2.5. Phylogenetic Analysis

Phylogenetic analysis was carried out based on the 12 PCGs of the complete mitochondrial genome of Paraconiothyrium sp. and the 11 other species from the Pleosporales order (Table S1). The genome sequences were downloaded from the NCBI. Rhynchosporium orthosporum from the Ploettnerulaceae family was used as an outgroup. Multiple sequence alignment of the 12 homologous PCGs was performed using MUSCLE, and the redundant fragments were deleted manually [27]. A phylogenetic tree was constructed using Mega software (v.11) with the maximum likelihood method. The model applied was “cpREV + G + F”. The model with the lowest score for the Bayesian Information Criterion was selected.

2.6. Synteny Analysis

Based on phylogenetic analysis, we adopted the first eight Pleosporales species (which had a relatively close phylogenetic relationship with Paraconiothyrium sp.) in Table S1 to conduct synteny analysis. On the basis of the eight mitochondrial genomes downloaded from the NCBI, gene synteny analysis was carried out at the nucleic acid level using Mauve (v2.1.1).

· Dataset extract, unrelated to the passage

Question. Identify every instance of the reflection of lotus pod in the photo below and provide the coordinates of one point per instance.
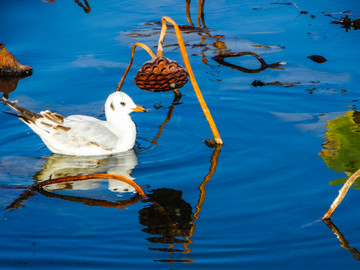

2.7. Gene Rearrangement Analysis

Gene rearrangement analysis was conducted with the same eight Pleosporales species in synteny analysis. The essential mitochondrial genes (PCGs, tRNAs and rRNAs) were used for gene rearrangement analysis. Based on the eight mitochondrial genomes obtained from GenBank, the gene order of the selected species was indicated using colored fragments. The same types of genes were marked with the same color.

3. Results

3.1. General Genomic Features

The final complete mitochondrial genome assembled from PacBio subreads was 42,734 bp in length. There was one large sequence fragment with a length of 15,381 bp, which had the opposite direction to the mitochondrial genome assembled from short reads, indicating that there were differences between the mitochondrial genomes obtained from short reads and PacBio subreads.
The overall GC content was 27.86%, and the overall AT content was 72.14%. Additionally, the base composition was as follows: 35.77% A, 36.21% T, 14.14% C and 13.87% G (Table S2). The mitochondrial genome was composed of 8 open reading frames (ORFs) (orf100, orf112, orf113, orf125, orf133, orf144, orf215 and orf271), 12 protein-coding genes (PCGs) and 31 non-coding genes (Figure 1).
The 12 PCGs included 7 NADH dehydrogenase genes (nad1, nad2, nad3, nad4, nad4L, nad5 and nad6), 3 cytochrome c oxidase genes (cox1, cox2 and cox3), 1 cytochrome c reductase gene (cob) and 1 ATP synthase synthesis gene (atp6). In addition to the 12 PCGs, 31 non-coding genes were identified, which included 2 ribosomal RNA genes (rrnL and rrnS) and 29 transfer RNA genes that transferred 18 amino acids (Table 1). The introns and intergenic regions were 23,747 bp in total, which accounted for 55.6% of the whole genome. There were four introns in the mitochondrial genome, and all the introns belonged to group I (GIY-YIG and LAGLIDADG).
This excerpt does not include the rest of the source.